Они смотрели на Крила с широко раскрытыми белыми глазами и грязными лицами так, словно он был каким-то экзотическим видом, сумасшедшим существом, которому место в клетке, и постоянно спрашивали:
Крил отвечал им, что у него нет дома и тихая квартира в Канзас-Сити не в счет, потому что это его угнетало. Он ненавидел быть на фронте и ненавидел находиться вдали от него. Они понимали это.
- Ни жены, ни детей, приятель?
- Нет. Один развод. Не смог удержать семью, прыгая по всему миру в поисках той истории, которую я, кажется, никогда не найду.
- Сколько войн ты повидал?
- Тринадцать, - говорил он им.
Они никак не комментировали это число, как будто боялись, что оно проклянет их своим невезением. Они просто продолжали спрашивать его, почему он пошел на войну, и он говорил им правду:
- Я кое-что ищу.
Они спрашивали, что именно, а он не отвечал.
Что на самом деле он мог сказать?
Что Фландрия представлялась как огромный ядовитый цветок, и все они были пойманы в ловушку его лепестков, мучительно ожидая, когда он закроется, пойманы в неизбежную ядовитую тьму, ожидая медленного зова вечной ночи? Даже он с несколько угрюмыми и мрачными мыслями, которые были своего рода психологической/метафорической ловушкой, результатом перенапряженного разума и перегруженного воображения.
Но именно так он это и видел.
Здесь, в этом месте, жила Смерть. Злокачественная, истощающая, голодная смерть, и это была сила, намного превосходящая все такое простое, как несчастья войны. Онa былa живой, стихийной, бесплотной и разумной... И он чувствовал это с тех пор, как попал во Фландрию.

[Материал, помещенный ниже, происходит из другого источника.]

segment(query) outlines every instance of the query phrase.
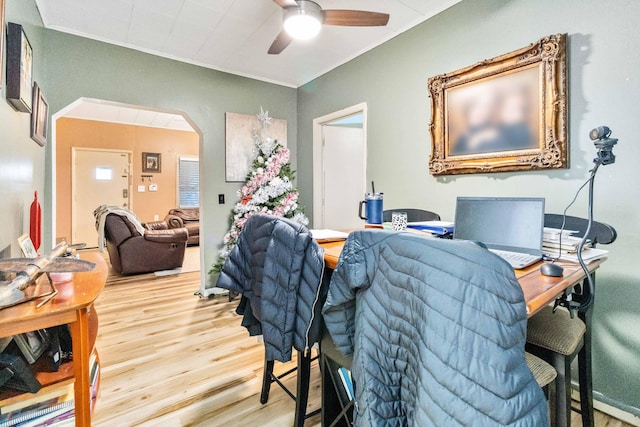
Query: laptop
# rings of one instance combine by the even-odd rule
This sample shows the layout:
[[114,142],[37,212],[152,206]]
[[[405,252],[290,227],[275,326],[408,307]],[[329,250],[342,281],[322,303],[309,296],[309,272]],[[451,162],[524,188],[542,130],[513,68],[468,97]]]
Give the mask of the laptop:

И всякий раз, когда его цинизм становился сильнее этой мысли, ему нужно было всего лишь совершить дневную экскурсию по сельской местности, непрерывно курить и грызть ногти, чтобы убедиться, что это не слишком далеко от истины.
Это было место Смерти.
Он не знал, что такое Фландрия до того, как она была изрыта траншеями и выпотрошена снарядами, а ее внутренности были вывернуты наизнанку, покрыты грязью и затонули в стоячей дождевой воде, в огромном болоте, наполненном падалью и усеянном костями... но он был почти уверен, что это было красивое место. Вероятно, зеленая и цветущая, плодородная европейская старинная местность, где можно наслаждаться запахом сладких цветов и считать желтые сенокосы на горизонте, слушать скрип фермерских повозок, запряженных лошадьми, петляющих по изрытым колеями грунтовым дорогам. Как что-то из пасторального пейзажа Писсарро или Сезанна.